Bab 3. Pergi Tanpa Alasan

Penulis: Miarosa
last update Terakhir Diperbarui: 2025-11-10 05:13:52

Elena berdiri di depan cermin di apartemennya, menatap cukup lama bayangan dirinya dengan ekspresi kosong. Rambutnya masih sedikit berantakan setelah terburu-buru pulang dan ia bisa melihat sorot kelelahan di matanya.

Hari pertama bekerja di bawah Alexander sudah cukup melelahkan bukan hanya secara fisik, tapi juga emosional. Elena menghela napas, lalu melepas jas kerjanya dan menggantinya dengan kaus longgar serta celana pendek. Ia berjalan ke dapur, menuangkan segelas air, lalu meneguknya perlahan. Pikirannya masih penuh dengan pria itu.
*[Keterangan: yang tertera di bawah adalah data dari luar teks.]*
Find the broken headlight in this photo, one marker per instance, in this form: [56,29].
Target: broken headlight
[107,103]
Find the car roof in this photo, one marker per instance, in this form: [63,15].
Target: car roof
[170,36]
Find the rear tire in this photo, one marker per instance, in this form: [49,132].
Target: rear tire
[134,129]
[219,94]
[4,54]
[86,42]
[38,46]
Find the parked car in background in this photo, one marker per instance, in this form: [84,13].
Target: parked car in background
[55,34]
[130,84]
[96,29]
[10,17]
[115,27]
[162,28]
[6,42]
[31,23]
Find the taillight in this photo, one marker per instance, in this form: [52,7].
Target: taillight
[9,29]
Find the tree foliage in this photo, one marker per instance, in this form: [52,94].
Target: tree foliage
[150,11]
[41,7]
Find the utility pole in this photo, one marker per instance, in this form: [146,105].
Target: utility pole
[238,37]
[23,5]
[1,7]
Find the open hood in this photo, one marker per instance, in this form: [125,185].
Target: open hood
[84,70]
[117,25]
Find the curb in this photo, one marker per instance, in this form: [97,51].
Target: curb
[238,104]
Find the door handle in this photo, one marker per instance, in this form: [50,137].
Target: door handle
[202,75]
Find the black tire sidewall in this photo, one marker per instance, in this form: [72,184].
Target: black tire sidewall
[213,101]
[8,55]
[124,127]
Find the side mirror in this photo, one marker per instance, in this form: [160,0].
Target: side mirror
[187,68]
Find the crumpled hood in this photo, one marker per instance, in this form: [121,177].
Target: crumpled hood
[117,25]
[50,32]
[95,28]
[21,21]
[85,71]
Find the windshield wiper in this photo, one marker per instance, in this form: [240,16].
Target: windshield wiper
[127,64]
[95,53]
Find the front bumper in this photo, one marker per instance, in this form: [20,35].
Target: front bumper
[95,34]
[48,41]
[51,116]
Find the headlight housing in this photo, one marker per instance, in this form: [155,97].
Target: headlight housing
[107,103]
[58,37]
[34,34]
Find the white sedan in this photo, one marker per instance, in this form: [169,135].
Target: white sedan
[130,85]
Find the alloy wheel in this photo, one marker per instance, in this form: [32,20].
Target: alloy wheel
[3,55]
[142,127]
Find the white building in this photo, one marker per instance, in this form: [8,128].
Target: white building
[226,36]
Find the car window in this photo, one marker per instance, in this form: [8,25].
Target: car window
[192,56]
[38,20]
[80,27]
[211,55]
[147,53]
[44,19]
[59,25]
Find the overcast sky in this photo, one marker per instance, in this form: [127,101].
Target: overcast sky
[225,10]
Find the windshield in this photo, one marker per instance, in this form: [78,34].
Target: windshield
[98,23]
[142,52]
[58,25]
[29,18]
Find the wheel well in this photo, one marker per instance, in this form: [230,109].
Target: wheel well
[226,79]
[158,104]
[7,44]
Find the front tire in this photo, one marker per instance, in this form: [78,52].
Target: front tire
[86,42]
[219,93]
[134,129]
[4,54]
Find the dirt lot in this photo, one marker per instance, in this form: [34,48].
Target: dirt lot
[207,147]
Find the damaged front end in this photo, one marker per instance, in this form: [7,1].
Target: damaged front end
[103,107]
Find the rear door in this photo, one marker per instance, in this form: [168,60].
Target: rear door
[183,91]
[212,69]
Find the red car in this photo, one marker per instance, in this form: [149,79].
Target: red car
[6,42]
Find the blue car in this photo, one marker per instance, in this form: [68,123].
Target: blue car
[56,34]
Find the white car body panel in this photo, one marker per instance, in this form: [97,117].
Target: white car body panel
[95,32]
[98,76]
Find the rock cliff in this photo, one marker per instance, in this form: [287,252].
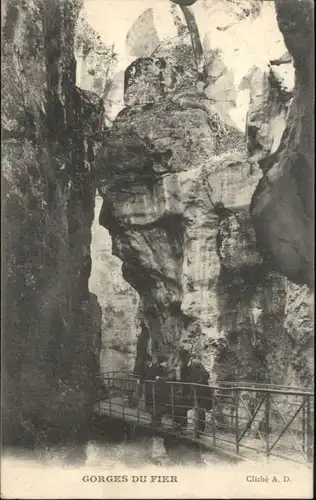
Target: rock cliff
[177,177]
[282,205]
[51,323]
[118,300]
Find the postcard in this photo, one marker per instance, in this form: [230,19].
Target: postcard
[157,249]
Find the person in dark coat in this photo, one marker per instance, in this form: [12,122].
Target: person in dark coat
[193,371]
[155,388]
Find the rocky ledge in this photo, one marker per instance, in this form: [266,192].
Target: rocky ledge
[51,323]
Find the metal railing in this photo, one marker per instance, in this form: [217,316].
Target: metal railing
[243,419]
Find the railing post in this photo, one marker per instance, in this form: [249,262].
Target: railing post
[304,428]
[172,405]
[154,403]
[267,419]
[138,389]
[213,417]
[309,431]
[196,413]
[237,419]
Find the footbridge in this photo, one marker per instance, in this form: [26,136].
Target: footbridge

Jari-jari Elena mengenggam erat gelasnya, karena Alexander telah memberi kesan seolah-olah bahwa ia sudah meninggalkan Alexander dan seakan-akan ia yang bersalah padahal dia-lah yang pergi tanpa penjelasan satu kata pun. Elena masih ingat hari itu dengan sangat jelas, hari di mana ia menunggu, berharap Alexander akan kembali, dan berharap semuanya hanya kesalahpahaman, tapi tidak pernah ada pesan atau pun telepon.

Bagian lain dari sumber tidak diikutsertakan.